Bien sûr, toutes ces considérations n’ont de sens qu’à l’intérieur d’un modèle particulier, celui du fanwork gratuit. Pour bénéficier de ses avantages, il faut aussi en accepter les contreparties (le statut amateur, l’absence totale de rentabilité, etc.). On ne peut pas jouer sur deux tableaux. Je ne dis pas que c’est le seul modèle viable (le JdR a besoin de jeux commerciaux) et je n’attache au mot « commercial » aucune connotation péjorative – mais il s’agit clairement d’un modèle différent, avec ses propres avantages et contraintes.

 

4. Oui, princesse Irulan, les équilibres doivent être précis.

 

Et pour préserver ces fameux équilibres, il est parfois nécessaire de faire un peu d’équilibrisme. Pour le concepteur de JdR, la notion d’équilibre correspond le plus souvent à cette fameuse « game balance » si présente dans les discussions sur les systèmes de jeu… et si difficile à définir.
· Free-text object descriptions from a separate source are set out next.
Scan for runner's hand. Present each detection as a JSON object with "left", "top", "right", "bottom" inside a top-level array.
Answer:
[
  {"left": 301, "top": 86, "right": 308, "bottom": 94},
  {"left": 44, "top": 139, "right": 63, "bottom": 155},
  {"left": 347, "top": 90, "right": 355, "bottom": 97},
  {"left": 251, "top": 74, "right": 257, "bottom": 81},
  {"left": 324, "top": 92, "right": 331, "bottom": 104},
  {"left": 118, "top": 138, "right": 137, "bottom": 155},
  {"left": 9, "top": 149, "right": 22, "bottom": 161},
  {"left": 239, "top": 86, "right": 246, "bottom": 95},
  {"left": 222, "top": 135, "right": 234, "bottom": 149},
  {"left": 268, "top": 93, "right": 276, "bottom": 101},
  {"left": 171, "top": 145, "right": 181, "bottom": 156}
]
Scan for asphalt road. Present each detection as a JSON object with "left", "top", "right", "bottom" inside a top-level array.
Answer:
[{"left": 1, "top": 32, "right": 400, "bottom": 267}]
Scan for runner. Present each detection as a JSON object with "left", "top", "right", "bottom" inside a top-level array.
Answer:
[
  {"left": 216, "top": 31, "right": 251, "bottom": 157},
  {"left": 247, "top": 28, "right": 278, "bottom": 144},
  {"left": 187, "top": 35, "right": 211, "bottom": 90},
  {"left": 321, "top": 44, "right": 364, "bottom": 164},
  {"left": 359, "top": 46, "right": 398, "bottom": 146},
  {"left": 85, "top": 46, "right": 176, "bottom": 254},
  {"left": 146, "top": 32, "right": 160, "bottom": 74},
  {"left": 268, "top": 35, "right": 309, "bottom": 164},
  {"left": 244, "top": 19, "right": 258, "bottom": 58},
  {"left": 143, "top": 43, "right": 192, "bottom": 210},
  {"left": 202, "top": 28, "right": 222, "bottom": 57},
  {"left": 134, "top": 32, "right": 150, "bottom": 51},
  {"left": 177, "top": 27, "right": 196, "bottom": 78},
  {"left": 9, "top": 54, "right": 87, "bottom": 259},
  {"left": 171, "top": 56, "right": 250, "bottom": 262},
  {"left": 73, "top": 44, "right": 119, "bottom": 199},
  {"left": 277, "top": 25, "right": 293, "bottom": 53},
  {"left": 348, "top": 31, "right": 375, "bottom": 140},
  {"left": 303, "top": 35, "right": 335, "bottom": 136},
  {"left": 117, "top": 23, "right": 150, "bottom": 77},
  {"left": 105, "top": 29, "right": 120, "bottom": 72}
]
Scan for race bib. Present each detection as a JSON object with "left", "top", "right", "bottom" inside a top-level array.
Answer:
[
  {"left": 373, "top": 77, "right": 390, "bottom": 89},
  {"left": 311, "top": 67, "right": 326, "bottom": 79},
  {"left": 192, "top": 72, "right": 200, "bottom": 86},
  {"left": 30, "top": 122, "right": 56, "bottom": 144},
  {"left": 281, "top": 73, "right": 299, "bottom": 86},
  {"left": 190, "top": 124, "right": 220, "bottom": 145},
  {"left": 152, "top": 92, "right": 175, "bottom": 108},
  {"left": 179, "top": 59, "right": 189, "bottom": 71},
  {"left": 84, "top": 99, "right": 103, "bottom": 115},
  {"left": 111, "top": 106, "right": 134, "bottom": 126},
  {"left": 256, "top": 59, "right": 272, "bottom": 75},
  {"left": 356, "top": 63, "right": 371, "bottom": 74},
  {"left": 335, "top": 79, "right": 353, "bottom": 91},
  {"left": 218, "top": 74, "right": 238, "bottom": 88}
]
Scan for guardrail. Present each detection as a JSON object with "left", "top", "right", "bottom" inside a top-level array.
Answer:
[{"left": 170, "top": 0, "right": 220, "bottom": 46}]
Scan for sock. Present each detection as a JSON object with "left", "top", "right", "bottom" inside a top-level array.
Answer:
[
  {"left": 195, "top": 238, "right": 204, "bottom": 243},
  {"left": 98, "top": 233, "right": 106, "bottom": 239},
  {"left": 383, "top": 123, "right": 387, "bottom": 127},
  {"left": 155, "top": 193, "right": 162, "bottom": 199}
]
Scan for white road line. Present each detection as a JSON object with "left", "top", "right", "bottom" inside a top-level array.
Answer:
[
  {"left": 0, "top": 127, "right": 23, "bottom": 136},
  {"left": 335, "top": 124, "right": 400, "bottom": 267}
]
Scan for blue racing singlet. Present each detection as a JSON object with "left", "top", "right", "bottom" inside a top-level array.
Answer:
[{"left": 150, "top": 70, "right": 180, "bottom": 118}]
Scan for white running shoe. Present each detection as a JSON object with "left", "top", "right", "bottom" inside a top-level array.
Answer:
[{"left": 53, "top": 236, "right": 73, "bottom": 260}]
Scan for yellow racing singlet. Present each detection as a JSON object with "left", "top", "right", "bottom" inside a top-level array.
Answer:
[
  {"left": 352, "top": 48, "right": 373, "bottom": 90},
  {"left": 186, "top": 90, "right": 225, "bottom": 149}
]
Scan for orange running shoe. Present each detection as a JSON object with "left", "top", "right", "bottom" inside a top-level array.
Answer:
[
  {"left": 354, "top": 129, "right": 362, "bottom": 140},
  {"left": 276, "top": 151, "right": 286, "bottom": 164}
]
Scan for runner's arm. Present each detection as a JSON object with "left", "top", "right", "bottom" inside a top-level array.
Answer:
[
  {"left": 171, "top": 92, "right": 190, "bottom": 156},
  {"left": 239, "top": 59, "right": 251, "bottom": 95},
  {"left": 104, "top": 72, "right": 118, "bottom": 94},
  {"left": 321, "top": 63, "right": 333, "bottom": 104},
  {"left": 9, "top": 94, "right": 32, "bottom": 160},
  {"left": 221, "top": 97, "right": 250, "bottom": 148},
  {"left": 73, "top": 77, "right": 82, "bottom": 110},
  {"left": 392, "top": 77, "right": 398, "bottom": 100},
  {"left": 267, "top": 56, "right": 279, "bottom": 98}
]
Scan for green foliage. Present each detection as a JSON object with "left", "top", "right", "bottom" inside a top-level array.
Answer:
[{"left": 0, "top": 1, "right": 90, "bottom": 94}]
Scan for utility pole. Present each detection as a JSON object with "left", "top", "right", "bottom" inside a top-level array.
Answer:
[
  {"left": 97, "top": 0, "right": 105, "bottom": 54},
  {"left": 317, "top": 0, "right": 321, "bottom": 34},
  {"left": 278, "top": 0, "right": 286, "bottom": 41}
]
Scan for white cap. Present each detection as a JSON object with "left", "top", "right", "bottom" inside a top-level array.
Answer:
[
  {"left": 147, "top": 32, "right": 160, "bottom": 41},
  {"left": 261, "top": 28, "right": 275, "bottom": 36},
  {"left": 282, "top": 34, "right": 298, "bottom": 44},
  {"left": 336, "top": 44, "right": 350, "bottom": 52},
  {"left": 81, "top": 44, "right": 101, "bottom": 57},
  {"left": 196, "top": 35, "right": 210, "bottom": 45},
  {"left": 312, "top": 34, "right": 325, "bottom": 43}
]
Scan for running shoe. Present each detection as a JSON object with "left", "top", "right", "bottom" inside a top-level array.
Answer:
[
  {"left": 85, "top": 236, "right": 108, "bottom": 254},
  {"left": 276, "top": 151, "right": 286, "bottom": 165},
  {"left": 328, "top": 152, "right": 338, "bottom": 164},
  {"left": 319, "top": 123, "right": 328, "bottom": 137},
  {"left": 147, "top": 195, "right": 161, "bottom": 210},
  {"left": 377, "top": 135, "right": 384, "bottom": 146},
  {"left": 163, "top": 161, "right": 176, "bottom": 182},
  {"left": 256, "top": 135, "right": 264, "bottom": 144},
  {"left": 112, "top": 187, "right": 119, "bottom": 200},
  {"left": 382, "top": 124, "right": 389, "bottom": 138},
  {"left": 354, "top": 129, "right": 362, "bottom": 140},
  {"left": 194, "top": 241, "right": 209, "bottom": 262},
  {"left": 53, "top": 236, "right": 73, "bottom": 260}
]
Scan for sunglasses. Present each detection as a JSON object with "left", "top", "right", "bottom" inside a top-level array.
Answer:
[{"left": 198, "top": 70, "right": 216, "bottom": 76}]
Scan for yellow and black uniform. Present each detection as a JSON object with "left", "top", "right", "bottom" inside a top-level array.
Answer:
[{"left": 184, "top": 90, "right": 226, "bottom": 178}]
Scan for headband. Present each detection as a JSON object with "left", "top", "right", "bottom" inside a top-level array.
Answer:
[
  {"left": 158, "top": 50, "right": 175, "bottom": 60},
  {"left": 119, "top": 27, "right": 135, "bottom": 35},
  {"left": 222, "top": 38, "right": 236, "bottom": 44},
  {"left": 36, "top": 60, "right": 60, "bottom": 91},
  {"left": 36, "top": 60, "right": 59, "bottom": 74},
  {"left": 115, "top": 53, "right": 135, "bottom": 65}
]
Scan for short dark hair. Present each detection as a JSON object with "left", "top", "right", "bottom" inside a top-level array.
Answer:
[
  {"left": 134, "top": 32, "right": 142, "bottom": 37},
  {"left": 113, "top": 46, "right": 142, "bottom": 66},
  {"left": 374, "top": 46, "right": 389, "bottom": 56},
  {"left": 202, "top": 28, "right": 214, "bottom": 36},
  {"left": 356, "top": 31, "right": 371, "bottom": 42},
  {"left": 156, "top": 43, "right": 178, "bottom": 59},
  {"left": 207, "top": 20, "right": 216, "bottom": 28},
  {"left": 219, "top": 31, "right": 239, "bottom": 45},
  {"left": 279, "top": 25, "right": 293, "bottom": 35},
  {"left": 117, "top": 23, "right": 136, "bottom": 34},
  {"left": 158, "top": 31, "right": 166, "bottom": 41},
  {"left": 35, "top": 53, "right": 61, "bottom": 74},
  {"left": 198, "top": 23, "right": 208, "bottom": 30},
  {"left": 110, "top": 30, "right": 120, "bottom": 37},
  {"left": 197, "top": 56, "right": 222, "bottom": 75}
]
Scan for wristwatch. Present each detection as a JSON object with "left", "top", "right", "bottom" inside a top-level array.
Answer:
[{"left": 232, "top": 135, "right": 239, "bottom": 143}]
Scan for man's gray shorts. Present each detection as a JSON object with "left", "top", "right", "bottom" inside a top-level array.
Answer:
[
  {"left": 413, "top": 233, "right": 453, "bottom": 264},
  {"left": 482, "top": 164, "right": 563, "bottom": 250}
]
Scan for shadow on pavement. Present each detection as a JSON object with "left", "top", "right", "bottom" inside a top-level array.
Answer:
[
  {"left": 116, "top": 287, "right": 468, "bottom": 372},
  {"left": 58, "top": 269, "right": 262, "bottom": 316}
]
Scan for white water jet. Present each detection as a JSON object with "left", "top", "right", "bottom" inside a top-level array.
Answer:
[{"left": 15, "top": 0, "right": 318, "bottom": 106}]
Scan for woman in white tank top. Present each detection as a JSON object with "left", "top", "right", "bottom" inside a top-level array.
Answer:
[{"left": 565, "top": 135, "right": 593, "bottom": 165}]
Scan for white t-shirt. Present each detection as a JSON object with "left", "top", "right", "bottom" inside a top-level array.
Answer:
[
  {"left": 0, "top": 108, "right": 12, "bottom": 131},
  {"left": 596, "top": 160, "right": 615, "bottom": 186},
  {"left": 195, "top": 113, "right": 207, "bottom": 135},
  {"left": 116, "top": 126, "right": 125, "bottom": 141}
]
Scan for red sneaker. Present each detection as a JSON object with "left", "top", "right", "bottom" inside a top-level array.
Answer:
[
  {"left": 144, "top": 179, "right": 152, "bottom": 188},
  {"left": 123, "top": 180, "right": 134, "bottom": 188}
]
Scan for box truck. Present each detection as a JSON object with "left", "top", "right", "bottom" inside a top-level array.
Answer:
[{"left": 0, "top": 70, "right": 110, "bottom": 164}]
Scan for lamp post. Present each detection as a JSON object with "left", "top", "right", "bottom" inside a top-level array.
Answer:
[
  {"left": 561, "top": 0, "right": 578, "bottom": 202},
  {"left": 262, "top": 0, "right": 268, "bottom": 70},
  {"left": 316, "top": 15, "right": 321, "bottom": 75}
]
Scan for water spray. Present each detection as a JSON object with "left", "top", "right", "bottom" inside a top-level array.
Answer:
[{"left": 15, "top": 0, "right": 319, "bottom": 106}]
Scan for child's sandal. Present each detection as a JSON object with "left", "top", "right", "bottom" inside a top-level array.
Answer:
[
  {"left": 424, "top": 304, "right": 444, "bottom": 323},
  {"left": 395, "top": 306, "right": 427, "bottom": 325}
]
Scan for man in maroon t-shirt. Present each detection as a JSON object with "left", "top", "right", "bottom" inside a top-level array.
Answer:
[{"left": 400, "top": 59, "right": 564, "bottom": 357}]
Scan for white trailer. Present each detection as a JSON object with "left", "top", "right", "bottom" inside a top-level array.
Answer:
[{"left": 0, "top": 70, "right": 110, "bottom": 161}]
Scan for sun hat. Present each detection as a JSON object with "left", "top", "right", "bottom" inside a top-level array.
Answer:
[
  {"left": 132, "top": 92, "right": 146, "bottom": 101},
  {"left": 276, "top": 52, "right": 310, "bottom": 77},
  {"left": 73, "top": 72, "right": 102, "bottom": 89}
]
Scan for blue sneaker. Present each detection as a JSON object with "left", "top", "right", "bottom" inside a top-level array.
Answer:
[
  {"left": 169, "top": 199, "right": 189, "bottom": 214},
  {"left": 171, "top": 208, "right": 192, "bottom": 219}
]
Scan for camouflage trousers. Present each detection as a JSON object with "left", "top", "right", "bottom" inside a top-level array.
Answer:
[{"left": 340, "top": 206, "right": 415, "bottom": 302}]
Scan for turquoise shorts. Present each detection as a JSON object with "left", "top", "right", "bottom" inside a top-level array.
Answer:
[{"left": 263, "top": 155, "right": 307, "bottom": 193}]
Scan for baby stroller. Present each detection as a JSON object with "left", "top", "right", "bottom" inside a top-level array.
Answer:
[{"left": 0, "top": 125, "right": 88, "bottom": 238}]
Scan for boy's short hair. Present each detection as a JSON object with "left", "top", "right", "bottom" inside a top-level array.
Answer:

Il me semble indispensable de ne pas confondre cette idée de « game balance » avec une hypothétique « system balance » : un jeu de rôle n’est pas qu’un système de jeu, et l’équilibre du jeu ne passe pas uniquement (ou totalement) par les règles. Les règles sont des possibilités : le jeu ne devient effectif qu’à partir du moment où ces règles sont utilisées, où ces possibilités sont mises en œuvre. À mon sens, la notion de « game balance » ne se limite donc pas aux seules règles, mais s’étend aussi à l’utilisation qui en est faite.

Prenons l’exemple de la puissance relative des différents types de personnages (un débat aussi vieux que les classes de perso de D&D). Dans l’univers de Dune, certains personnages SONT plus puissants que les autres, point barre. Quelle que soit la façon dont vous envisagez les choses, une Sœur du Bene Gesserit possède des capacités spéciales avec lesquelles aucun autre personnage ne peut réellement rivaliser – et essayer de « tordre » ou de forcer les choses afin de les « équilibrer » est la meilleure façon de pervertir la logique initiale du système. En réalité, ce problème n’est pas aussi signifiant qu’on pourrait le croire – tout simplement parce que le créateur de l’univers y a déjà intégré une forme de « game balance » implicite (un « story balance » ?), qui ne s’exprime évidemment pas en termes de règles quantifiables, mais en termes dramatiques (développement de l’intrigue, rôle des personnages, etc.) : ainsi, dans l’univers de Dune, les adeptes Bene Gesserit sont peut-être plus puissantes qu’à peu près n’importe qui, mais elles paient cette puissance par d’énormes contreparties : leur conditionnement, leur soumission totale à leur ordre, tout cela limite considérablement leurs possibilités d’action en les inscrivant dans un cadre encore plus strict et contraignant que celui dans lequel évoluent les autres personnages.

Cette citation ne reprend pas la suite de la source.